Title: Fully numerical calculations on atoms with fractional occupations. Range-separated exchange functionals Show Chinese title

Title: 原子上具有分数占据的完全数值计算 范围分离的交换泛函

Abstract: A recently developed finite element approach for fully numerical atomic structure calculations [S. Lehtola, Int. J. Quantum Chem. 119, e25945 (2019)] is extended to the description of atoms with spherically symmetric densities via fractionally occupied orbitals. Specialized versions of Hartree-Fock as well as local density and generalized gradient approximation density functionals are developed, allowing extremely rapid calculations at the basis set limit on the ground and low-lying excited states even for heavy atoms. The implementation of range-separation based on the Yukawa or complementary error function (erfc) kernels is also described, allowing complete basis set benchmarks of modern range-separated hybrid functionals with either integer or fractional occupation numbers. Finally, computation of atomic effective potentials at the local density or generalized gradient approximation levels for the superposition of atomic potentials (SAP) approach [S. Lehtola, J. Chem. Theory Comput. 15, 1593 (2019)] that has been shown to be a simple and efficient way to initialize electronic structure calculations is described. The present numerical approach is shown to afford beyond microhartree accuracy with a small number of numerical basis functions, and to reproduce literature results for the ground states of atoms and their cations for $1 \leq Z \leq 86 $. Our results indicate that the literature values deviate by up to 10 {\mu}Eh from the complete basis set limit. The numerical scheme for the erfc kernel is shown to work by comparison to results from large Gaussian basis set calculations from the literature. Spin-restricted ground states are reported for Hartree-Fock and Hartree-Fock-Slater calculations with fractional occupations for $1 \leq Z \leq 118$. Show Chinese abstract

Abstract: 一种最近开发的用于完全数值原子结构计算的有限元方法 [S. Lehtola, Int.
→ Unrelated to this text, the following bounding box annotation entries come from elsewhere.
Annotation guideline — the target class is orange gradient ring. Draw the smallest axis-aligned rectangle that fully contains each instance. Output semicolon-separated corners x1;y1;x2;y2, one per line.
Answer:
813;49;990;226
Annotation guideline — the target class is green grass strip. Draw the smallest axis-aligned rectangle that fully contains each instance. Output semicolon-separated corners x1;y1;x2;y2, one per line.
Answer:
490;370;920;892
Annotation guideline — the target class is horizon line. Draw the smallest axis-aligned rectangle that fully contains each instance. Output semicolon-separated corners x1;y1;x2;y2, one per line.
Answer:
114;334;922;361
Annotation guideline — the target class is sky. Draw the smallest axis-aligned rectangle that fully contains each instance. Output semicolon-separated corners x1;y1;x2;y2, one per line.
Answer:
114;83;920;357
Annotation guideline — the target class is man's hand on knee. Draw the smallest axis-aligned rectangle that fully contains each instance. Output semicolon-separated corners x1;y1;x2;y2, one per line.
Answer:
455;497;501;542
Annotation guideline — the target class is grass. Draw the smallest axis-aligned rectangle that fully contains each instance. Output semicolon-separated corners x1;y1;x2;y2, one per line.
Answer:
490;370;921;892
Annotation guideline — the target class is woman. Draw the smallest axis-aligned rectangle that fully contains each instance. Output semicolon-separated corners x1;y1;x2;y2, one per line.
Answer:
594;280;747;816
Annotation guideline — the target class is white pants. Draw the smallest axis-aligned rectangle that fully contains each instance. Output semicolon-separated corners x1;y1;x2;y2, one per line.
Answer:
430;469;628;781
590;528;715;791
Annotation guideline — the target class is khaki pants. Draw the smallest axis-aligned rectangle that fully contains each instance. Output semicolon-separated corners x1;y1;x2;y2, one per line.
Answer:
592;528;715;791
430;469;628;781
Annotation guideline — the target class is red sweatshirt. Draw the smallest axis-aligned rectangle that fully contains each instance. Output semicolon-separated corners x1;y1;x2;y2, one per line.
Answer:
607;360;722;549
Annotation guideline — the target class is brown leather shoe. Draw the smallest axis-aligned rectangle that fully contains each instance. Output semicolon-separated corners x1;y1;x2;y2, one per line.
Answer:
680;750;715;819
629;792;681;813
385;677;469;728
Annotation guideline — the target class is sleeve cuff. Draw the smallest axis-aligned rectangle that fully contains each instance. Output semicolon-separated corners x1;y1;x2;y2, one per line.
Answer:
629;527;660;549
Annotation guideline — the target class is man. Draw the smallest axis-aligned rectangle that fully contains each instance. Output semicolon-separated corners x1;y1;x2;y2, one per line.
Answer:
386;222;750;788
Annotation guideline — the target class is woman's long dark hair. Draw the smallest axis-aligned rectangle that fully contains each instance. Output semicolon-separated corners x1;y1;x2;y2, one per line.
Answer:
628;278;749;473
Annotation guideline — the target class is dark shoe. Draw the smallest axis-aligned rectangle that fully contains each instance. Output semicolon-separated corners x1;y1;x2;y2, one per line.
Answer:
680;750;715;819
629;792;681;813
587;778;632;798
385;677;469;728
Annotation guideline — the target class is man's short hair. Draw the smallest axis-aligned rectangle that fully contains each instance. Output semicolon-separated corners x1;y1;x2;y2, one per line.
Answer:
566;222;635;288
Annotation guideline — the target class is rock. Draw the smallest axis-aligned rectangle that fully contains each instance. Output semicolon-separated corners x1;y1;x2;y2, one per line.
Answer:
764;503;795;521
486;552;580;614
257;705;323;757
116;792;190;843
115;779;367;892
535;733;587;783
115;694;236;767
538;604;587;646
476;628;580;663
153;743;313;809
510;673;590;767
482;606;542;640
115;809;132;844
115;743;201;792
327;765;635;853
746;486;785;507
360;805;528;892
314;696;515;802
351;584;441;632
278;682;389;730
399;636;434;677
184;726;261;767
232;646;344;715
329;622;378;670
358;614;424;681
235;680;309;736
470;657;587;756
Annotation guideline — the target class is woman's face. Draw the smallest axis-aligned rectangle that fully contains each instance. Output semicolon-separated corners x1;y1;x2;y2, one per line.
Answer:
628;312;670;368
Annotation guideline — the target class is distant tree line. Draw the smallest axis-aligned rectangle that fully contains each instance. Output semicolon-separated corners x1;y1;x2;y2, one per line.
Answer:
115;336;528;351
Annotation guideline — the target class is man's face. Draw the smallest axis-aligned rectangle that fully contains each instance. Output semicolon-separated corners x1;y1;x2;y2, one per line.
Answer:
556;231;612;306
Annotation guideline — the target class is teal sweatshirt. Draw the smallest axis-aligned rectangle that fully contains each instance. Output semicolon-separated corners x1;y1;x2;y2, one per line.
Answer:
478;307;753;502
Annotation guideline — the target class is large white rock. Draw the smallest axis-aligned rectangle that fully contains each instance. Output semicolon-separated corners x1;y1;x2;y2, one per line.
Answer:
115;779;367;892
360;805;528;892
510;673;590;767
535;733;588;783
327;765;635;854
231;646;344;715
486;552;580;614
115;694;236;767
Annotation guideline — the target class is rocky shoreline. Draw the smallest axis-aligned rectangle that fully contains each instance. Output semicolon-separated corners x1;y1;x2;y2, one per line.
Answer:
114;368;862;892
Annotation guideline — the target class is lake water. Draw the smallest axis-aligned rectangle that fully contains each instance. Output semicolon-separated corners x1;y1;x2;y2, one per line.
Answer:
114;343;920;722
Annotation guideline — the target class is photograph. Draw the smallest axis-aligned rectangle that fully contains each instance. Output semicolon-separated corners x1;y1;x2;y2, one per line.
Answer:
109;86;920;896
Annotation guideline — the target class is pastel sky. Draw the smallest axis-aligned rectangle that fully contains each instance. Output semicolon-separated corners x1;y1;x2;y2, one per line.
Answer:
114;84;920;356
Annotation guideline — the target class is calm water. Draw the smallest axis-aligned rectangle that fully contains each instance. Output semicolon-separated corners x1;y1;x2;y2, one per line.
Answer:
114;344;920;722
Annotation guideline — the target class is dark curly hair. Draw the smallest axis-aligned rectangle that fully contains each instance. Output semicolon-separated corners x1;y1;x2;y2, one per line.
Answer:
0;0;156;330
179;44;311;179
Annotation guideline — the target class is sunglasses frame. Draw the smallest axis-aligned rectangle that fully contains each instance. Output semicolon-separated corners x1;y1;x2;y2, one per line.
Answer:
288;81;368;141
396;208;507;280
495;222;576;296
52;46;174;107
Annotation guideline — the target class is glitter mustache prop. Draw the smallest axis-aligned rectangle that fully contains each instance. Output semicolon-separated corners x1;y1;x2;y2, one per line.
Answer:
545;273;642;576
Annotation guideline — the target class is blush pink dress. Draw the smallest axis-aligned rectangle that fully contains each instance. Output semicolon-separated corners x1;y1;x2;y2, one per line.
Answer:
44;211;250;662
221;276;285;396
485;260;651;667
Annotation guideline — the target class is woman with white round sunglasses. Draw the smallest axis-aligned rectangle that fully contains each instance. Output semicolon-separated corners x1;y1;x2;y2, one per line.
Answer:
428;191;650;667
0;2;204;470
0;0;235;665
J. Quantum Chem. 119, e25945 (2019)] 被扩展以通过分数占据轨道描述具有球对称密度的原子。 专门化的哈特里-福克以及局部密度和广义梯度近似密度泛函被开发出来，使得即使对于重原子，也能在基组极限下对基态和低激发态进行极其快速的计算。 还描述了基于尤卡夫或互补误差函数（erfc）核的范围分离实现，允许使用整数或分数占据数对现代范围分离杂化泛函进行完全基组基准测试。 最后，描述了用于原子势叠加（SAP）方法 [S. Lehtola, J. Chem. Theory Comput. 15, 1593 (2019)] 的原子有效势计算，该方法已被证明是初始化电子结构计算的简单而有效的方法。 目前的数值方法被证明可以在使用少量数值基函数的情况下达到微哈特里精度，并能再现文献中关于原子及其阳离子基态的结果，对于$1 \leq Z \leq 86 $。 我们的结果表明，文献值与完全基组极限之间的偏差可达 10 {\mu }Eh。 通过与文献中大型高斯基组计算结果的比较，展示了 erfc 核的数值方案是有效的。 报告了哈特里-福克和哈特里-福克-斯莱特计算中分数占据情况下的自旋限制基态，针对$1 \leq Z \leq 118$。